Timeline of Developments
Last development: October 5, 2023
- October 5, 2023
Amsterdam court fines Uber EUR 584,000 for not complying with the disclosure order
Six months after the Court of Appeal's ruling, the Amsterdam District Court found that Uber still had not provided the ordered information about the automated part of its decision to dismiss two of the drivers, and that Uber had instead tried to re-argue points the Court of Appeal had already decided and to raise trade-secret objections the appeals court had already rejected. The court ordered Uber to forfeit accumulated penalty payments of EUR 4,000 per day, totaling EUR 584,000, calling the amount "not disproportionate" given Uber's continued non-compliance. This is the clearest evidence that the April 2023 ruling had real teeth - a Dutch court was willing to fine Uber over half a million euros for not following it.
Source: Worker Info Exchange - April 4, 2023
Amsterdam Court of Appeal rules for drivers against both Uber and Ola
The Amsterdam Court of Appeal issued three linked judgments - covering the Uber robo-firing case (four drivers), a separate Uber data-access case (six drivers), and a data-access case against Ola (three drivers) - overturning the District Court's earlier finding for Uber. The court held that ride assignment, dynamic pricing, driver ratings, "fraud probability" scoring, and account deactivation can all qualify as automated decision-making under GDPR Article 22. It rejected Uber's defense that human staff meaningfully reviewed deactivation decisions, finding on the evidence that the review was "not... much more than a purely symbolic act." The court also rejected both companies' argument that trade-secret protections justified withholding the information, calling that argument disproportionate given the impact of unexplained dismissals and pay decisions on drivers. Both Uber and Ola were ordered to disclose more information to drivers about how they were assigned work, priced, and evaluated - see "What The Ruling Required" for the specifics of each company's order.
Source: Worker Info Exchange - March 12, 2021
Amsterdam District Court rejects Uber robo-firing claim, but orders Ola to explain its algorithm
The Amsterdam District Court issued its first-round ruling. On the Uber side, the court accepted Uber's account that a human team - requiring two employees to agree - reviewed each fraud-related account deactivation, and rejected the drivers' argument that the decision was "solely automated" under GDPR Article 22. On the Ola side, the court reached a different result: it found that Ola's algorithmic calculation of deductions from driver pay did qualify as automated decision-making, and ordered Ola to explain the main criteria behind it and their role in the process. This asymmetric outcome - a loss for the Uber drivers' robo-firing claim, a partial win against Ola - was reversed in part two years later on appeal. Worker Info Exchange director James Farrar called the ruling "a giant leap forward" despite the mixed result; University of Amsterdam researcher Jill Toh said it still left drivers "insufficiently able to obtain sufficient data" about how they were managed.

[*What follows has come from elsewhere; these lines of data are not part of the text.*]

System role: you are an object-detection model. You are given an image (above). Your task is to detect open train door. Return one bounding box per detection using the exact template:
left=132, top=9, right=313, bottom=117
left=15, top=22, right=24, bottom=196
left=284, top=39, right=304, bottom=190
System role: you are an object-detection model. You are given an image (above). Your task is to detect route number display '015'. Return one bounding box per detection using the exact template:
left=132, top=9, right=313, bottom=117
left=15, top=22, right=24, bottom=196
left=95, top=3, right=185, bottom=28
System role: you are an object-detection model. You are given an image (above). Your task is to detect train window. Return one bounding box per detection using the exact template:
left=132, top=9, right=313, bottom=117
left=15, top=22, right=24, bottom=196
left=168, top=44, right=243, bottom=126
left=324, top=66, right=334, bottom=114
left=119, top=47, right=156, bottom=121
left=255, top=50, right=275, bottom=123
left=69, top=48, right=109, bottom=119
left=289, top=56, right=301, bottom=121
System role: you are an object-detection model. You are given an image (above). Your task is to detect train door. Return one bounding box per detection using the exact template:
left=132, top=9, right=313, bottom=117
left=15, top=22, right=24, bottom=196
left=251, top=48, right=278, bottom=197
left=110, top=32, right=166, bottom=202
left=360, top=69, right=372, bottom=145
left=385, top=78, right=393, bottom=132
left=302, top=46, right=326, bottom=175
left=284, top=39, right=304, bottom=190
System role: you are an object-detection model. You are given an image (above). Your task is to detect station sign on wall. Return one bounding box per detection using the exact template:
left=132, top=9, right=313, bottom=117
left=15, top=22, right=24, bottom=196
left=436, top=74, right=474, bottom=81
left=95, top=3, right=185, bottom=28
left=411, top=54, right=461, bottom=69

Source: TechCrunch - July 1, 2020
Drivers sue Uber in Amsterdam over algorithmic firing (exact filing date not confirmed - reported only as "July" 2020)

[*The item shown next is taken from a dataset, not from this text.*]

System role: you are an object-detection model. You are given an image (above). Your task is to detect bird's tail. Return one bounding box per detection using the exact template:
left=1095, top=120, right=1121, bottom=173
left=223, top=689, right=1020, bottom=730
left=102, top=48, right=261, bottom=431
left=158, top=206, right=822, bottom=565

The date shown for this entry is a placeholder only, for sorting purposes - our best source for this filing only says "July" 2020, not an exact day. According to the Dutch news outlet NL Times, at least two UK-based Uber drivers filed suit in Amsterdam - where Uber's European entity is based, giving Dutch courts jurisdiction - seeking transparency about the algorithms Uber uses to assign rides, and specifically the automated "fraud" determination that got them removed from the app. The drivers were represented by the App Drivers & Couriers Union (ADCU) and backed by Worker Info Exchange (WIE), a UK-based nonprofit that helps gig workers use GDPR data rights collectively. Related claims were eventually joined or filed alongside this one, ultimately covering four Uber drivers disputing account terminations, six Uber drivers seeking data access, and three Ola Cabs drivers seeking data access - all decided together on appeal in 2023.